Transformation(mapping=None, *, ignore_unknown_fields=False, **kwargs)

Inheritance

builtins.object > proto.message.Message > Transformation

Classes

AutoTransformation

AutoTransformation(mapping=None, *, ignore_unknown_fields=False, **kwargs)

Training pipeline will infer the proper transformation based on the statistic of dataset.

CategoricalTransformation

CategoricalTransformation(mapping=None, *, ignore_unknown_fields=False, **kwargs)

Training pipeline will perform following transformation functions.

  • The categorical string as is--no change to case, punctuation, spelling, tense, and so on.

  • Convert the category name to a dictionary lookup index and generate an embedding for each index.

  • Categories that appear less than 5 times in the training dataset are treated as the "unknown" category. The "unknown" category gets its own special lookup index and resulting embedding.

NumericTransformation

NumericTransformation(mapping=None, *, ignore_unknown_fields=False, **kwargs)

Training pipeline will perform following transformation functions.

  • The value converted to float32.

  • The z_score of the value.

  • log(value+1) when the value is greater than or equal to 0. Otherwise, this transformation is not applied and the value is considered a missing value.

  • z_score of log(value+1) when the value is greater than or equal to 0. Otherwise, this transformation is not applied and the value is considered a missing value.

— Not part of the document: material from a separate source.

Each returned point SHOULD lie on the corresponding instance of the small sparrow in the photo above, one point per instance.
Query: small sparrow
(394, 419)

  • A boolean value that indicates whether the value is valid.

TextTransformation

TextTransformation(mapping=None, *, ignore_unknown_fields=False, **kwargs)

Training pipeline will perform following transformation functions.

  • The text as is--no change to case, punctuation, spelling, tense, and so on.

  • Convert the category name to a dictionary lookup index and generate an embedding for each index.

TimestampTransformation

TimestampTransformation(mapping=None, *, ignore_unknown_fields=False, **kwargs)

Training pipeline will perform following transformation functions.

  • Apply the transformation functions for Numerical columns.

  • Determine the year, month, day,and weekday. Treat each value from the timestamp as a Categorical column.

  • Invalid numerical values (for example, values that fall outside of a typical timestamp range, or are extreme values) receive no special treatment and are not removed.